Speaking of deadlifts, I am going to throw myself under the bus here for the sake of making you all better. Look at the attached pictures and see if you can spot a fault with my form. It’s a constant problem for me in the D/L and it causes instability and loss of power. Look over the pictures and analyze them, then scroll down and read on.
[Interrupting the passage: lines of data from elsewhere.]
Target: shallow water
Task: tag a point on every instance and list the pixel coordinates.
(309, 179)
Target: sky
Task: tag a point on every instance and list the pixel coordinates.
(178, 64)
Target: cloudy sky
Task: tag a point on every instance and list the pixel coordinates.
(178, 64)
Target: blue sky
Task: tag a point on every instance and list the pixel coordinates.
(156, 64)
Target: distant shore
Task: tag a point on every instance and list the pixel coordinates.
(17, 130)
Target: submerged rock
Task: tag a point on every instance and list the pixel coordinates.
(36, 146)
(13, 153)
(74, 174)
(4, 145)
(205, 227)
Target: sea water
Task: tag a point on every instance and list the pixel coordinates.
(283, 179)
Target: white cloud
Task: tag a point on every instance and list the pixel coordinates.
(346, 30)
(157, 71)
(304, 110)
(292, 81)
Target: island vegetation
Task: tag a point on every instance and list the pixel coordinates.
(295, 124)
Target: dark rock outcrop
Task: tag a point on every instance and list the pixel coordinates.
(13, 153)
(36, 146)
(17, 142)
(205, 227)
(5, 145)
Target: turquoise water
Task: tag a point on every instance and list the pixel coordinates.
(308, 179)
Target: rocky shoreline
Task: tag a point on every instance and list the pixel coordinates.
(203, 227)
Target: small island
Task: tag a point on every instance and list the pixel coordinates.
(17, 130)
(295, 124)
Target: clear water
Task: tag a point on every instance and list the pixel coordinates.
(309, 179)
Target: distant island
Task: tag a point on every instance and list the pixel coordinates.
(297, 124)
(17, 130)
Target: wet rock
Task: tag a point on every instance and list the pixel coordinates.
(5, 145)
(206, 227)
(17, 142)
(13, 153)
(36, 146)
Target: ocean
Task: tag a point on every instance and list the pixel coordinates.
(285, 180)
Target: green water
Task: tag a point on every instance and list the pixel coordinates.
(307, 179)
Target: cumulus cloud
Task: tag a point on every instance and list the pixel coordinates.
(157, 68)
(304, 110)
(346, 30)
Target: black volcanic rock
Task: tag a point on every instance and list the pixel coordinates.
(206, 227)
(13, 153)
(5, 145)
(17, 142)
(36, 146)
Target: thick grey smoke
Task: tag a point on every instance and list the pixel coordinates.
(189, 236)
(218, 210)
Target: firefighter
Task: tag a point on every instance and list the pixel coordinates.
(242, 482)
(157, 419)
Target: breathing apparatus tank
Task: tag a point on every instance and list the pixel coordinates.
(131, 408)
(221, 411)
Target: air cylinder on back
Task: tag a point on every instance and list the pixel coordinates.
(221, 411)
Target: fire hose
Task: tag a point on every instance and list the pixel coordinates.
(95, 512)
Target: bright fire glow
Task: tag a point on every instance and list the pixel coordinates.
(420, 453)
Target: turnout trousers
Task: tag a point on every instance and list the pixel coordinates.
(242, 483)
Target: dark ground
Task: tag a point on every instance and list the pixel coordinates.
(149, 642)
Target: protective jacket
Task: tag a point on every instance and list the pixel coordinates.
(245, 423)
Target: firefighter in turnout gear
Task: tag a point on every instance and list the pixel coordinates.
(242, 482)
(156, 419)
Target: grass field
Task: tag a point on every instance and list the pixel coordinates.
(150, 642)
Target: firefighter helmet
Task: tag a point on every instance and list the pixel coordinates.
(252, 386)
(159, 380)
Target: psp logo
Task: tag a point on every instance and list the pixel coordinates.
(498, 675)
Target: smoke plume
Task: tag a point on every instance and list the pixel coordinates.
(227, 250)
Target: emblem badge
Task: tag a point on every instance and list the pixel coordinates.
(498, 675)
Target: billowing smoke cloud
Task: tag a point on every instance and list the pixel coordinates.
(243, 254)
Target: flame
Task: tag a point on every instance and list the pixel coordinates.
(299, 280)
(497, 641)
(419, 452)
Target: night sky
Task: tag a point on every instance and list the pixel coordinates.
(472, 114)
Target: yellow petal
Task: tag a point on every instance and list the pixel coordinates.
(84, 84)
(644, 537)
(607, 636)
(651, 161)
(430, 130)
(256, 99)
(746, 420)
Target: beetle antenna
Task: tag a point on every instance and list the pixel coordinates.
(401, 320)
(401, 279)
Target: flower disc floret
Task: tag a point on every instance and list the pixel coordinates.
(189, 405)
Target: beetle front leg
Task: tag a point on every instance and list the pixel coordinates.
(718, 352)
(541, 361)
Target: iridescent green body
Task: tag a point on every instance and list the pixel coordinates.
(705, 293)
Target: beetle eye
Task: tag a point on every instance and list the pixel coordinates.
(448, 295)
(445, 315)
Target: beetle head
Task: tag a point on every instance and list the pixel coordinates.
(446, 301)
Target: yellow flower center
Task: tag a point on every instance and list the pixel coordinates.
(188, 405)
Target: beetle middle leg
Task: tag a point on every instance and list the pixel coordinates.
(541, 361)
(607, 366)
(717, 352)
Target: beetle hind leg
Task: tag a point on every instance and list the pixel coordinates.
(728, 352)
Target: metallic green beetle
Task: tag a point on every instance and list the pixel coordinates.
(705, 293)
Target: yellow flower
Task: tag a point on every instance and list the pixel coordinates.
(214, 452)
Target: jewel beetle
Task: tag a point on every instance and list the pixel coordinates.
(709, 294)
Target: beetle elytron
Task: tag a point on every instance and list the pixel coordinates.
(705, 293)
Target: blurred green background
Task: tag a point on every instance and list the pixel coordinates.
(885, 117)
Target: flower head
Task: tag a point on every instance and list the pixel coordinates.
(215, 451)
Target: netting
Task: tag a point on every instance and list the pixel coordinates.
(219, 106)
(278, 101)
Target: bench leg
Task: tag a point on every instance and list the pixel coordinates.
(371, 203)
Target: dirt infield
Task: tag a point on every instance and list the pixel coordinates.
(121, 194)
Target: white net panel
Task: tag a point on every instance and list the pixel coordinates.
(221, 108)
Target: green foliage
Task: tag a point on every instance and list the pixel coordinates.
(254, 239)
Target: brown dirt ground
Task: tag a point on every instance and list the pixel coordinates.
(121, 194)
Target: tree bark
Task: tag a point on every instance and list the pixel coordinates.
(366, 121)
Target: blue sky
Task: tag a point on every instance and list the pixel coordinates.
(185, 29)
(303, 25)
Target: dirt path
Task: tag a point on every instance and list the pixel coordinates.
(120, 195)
Let’s look at spinal positioning and it’s transference to power throughout the posterior chain. In both pics I am putting my spine in a very non-anatomically correct position by looking up and straight ahead. Instead, my head should be neutral, thereby putting my eyes and gaze down in front of me a couple of feet. By pulling the head out of it’s natural position and creating a weak link and kink in the spine, we lose the structural integrity and muscular rigidity required to maintain and transfer of power. This applies in a squat, deadlift, and presses – hell, pretty much any movement where some type of external load is being moved. The minute we take the head and/or any part of the spine out of it’s natural alignment, we lose power in the hips and weaken the structural integrity of our back. This will be reflected via reduced load, loss of power output and/or injury.
Want to prove it to yourself? Do some deadlifts at heavy weight with proper head/spine alignment locked in and looking down. Get to a point where you are working 5×5’s at close to your end range. Reps 4 & 5 should be getting hard. Rest up for a few minutes and go at it again, this time at your last couple of reps, go ahead and do the look at the wall thing and see how much harder tha pull feels. Unless you are a freak of nature, you should notice a difference. I did some very heavy deadlifts the other day and made a very conscious effort to keep my head neutral. The results were great and to try out the theory, I looked up and that bar seemed a helluva lot heavier.
As a final self throw down, in the second pic my ass is rising way too fast. Remember, hips and shoulders should rise up together at the same rate. Only when the bar passes the knee does the back straighten and the shoulders rise. When it’s heavy, we tend to either round our backs like crazy, or straighten out the legs way to early thereby leaving a massive lever arm in the back to move the weight the rest of the way up. You may get lucky like that once or twice, but don’t push your luck!
Any thoughts, questions or comments are welcome in the Comments section. Lift heavy, but lift right!